The mission of our committee is two-fold: (1) to provide assistance and care for the needs of the more vulnerable people in our parish and local community and (2) to identify, publicize, and educate the parish on current social justice issues. In all of our activities we follow certain key principles of Catholic social justice.
CATHOLIC SOCIAL JUSTICE PRINCIPLES
Belief in the inherent dignity of the human person is the foundation of all Catholic social teaching. We are made in the image and likeness of God and must be the starting point of a moral vision for society.
We have a responsibility to participate in organizing our society, in law, policy, economics and politics because of the direct effect on human dignity and the rights of individuals. We must protect human life and dignity and promote the common good.
We have not only the right but the responsibility to participate in politics out of concern and commitment to the good of the community. We have a duty to keep informed about issues of the day and to vote to protect the common good.
The Bible teaches us to put the needs of the poor first.
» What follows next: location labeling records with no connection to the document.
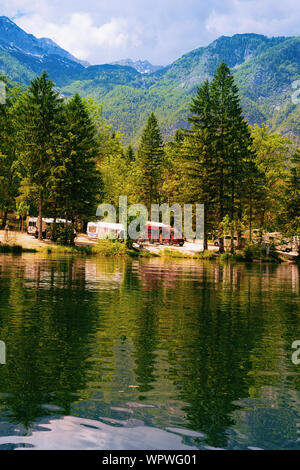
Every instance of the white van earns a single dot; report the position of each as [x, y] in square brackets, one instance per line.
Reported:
[31, 225]
[104, 230]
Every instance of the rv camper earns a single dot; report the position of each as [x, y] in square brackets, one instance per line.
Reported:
[105, 230]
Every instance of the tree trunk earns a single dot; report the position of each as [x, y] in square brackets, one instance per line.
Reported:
[40, 217]
[4, 219]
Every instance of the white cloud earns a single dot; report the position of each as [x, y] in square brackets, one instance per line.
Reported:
[82, 38]
[268, 17]
[159, 30]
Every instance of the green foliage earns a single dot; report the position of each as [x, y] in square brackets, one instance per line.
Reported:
[150, 162]
[65, 235]
[108, 247]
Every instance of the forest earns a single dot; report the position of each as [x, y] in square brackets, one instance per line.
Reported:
[59, 157]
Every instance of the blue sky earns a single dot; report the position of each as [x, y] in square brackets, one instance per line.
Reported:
[161, 31]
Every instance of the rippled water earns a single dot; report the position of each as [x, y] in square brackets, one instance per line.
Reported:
[150, 354]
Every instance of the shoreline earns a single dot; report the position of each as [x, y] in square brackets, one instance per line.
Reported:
[21, 242]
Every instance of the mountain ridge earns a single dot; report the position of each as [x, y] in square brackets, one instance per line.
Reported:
[264, 69]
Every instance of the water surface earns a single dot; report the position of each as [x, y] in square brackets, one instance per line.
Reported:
[148, 354]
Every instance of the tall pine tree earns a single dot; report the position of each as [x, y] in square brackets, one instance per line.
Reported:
[150, 162]
[38, 112]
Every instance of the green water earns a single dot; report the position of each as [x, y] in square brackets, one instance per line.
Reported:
[151, 354]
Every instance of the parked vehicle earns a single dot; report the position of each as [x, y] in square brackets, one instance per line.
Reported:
[104, 230]
[281, 243]
[157, 232]
[227, 241]
[47, 223]
[31, 225]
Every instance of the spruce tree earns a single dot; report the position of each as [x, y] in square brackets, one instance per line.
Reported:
[150, 162]
[76, 184]
[220, 141]
[38, 112]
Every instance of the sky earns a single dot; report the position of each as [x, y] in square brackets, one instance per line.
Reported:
[161, 31]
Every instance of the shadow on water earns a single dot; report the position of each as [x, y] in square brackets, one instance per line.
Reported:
[148, 354]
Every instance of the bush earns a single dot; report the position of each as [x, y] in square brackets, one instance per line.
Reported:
[66, 236]
[251, 251]
[206, 254]
[16, 249]
[109, 247]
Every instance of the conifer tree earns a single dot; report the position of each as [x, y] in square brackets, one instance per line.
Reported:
[150, 162]
[38, 112]
[76, 183]
[219, 147]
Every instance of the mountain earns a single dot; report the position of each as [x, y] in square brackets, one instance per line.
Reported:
[142, 66]
[22, 56]
[265, 70]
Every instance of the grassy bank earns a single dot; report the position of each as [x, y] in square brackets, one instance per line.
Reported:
[16, 249]
[117, 248]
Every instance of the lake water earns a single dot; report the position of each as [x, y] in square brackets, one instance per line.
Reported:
[148, 354]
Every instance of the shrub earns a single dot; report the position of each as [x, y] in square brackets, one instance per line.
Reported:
[251, 251]
[108, 247]
[66, 236]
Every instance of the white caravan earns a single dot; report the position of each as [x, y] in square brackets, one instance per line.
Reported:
[104, 230]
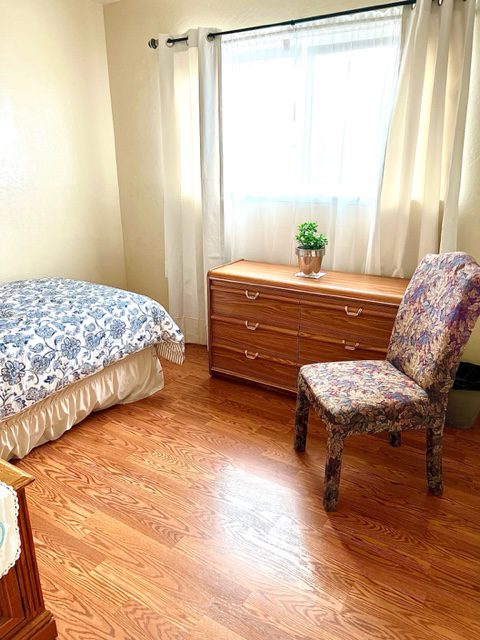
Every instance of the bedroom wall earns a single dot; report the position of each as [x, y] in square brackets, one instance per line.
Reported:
[59, 204]
[135, 101]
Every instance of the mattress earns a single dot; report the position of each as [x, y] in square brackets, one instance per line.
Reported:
[134, 377]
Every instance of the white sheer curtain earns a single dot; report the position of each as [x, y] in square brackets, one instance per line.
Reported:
[191, 174]
[418, 209]
[305, 113]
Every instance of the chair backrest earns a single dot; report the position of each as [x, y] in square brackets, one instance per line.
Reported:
[435, 319]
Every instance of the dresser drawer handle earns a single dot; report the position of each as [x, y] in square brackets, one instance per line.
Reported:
[350, 347]
[354, 314]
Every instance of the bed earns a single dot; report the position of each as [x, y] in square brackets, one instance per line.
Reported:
[68, 348]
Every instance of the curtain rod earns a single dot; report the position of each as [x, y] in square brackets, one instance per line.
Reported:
[153, 43]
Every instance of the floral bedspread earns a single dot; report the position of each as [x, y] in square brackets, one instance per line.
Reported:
[55, 331]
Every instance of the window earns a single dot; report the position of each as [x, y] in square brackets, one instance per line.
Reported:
[305, 110]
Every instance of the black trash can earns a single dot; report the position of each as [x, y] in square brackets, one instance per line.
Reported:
[464, 400]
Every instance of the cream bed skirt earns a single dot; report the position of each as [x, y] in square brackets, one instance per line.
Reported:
[128, 380]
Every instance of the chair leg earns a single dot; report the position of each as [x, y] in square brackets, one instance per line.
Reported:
[395, 438]
[333, 468]
[301, 422]
[434, 460]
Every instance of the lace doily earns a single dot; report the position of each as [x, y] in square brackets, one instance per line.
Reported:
[9, 531]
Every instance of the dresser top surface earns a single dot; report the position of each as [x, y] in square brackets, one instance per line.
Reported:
[381, 288]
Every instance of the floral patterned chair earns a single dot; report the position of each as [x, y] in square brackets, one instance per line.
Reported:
[408, 390]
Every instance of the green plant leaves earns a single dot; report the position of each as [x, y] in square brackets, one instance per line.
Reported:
[308, 238]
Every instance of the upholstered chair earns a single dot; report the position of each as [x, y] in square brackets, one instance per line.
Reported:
[408, 390]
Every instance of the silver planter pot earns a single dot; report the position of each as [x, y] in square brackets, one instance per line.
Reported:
[310, 262]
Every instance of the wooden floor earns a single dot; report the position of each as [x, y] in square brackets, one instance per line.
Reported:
[188, 515]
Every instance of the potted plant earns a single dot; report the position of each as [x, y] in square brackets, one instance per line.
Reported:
[310, 250]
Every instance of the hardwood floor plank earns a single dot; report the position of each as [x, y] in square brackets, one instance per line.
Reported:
[188, 516]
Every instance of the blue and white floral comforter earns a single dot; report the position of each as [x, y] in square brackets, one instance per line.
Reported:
[54, 332]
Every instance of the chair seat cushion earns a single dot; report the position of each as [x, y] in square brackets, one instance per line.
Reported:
[364, 396]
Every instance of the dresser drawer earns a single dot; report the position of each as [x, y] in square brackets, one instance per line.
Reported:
[255, 304]
[245, 334]
[255, 366]
[349, 320]
[317, 350]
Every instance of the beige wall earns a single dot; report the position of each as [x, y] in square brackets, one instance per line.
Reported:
[59, 205]
[134, 87]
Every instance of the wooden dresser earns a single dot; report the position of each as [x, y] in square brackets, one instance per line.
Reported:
[264, 322]
[22, 611]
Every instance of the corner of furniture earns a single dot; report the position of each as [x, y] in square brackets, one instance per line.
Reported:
[22, 610]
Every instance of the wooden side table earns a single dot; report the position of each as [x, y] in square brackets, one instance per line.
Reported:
[22, 611]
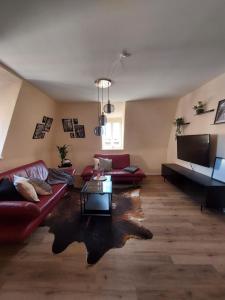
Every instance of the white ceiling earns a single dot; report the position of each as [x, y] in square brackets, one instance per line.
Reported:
[63, 46]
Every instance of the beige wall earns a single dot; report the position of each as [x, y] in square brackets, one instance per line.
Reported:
[147, 129]
[210, 93]
[19, 147]
[81, 150]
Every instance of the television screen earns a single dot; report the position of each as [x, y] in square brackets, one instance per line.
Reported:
[194, 148]
[219, 169]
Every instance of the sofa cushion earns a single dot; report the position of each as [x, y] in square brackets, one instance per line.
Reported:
[105, 164]
[8, 190]
[41, 187]
[131, 169]
[119, 161]
[27, 191]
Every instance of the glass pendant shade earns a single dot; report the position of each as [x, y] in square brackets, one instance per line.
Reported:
[99, 130]
[102, 119]
[109, 108]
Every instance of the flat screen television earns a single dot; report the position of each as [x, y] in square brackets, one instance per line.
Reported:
[194, 148]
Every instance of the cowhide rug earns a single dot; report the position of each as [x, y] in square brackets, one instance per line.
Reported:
[98, 233]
Jesus showed us the way. This is the true test of our Christianity: how we treat those living in poverty.
God gave human beings the task of caring for and nurturing all of creation. All people have an equal right to breathe clean air and drink clean water. In his Encyclical, Laudato Si, On Care for our Common Home, Pope Francis calls all people of the world to take “swift and global action” to stop the environmental destruction of our planet which has a disproportionate effect on those living on the margins of society. Concern for creations is inseparable from concern for justice.
There is a close relationship in Catholic teaching between peace and justice. Peace is the “fruit of justice and is dependent on the right order among human beings.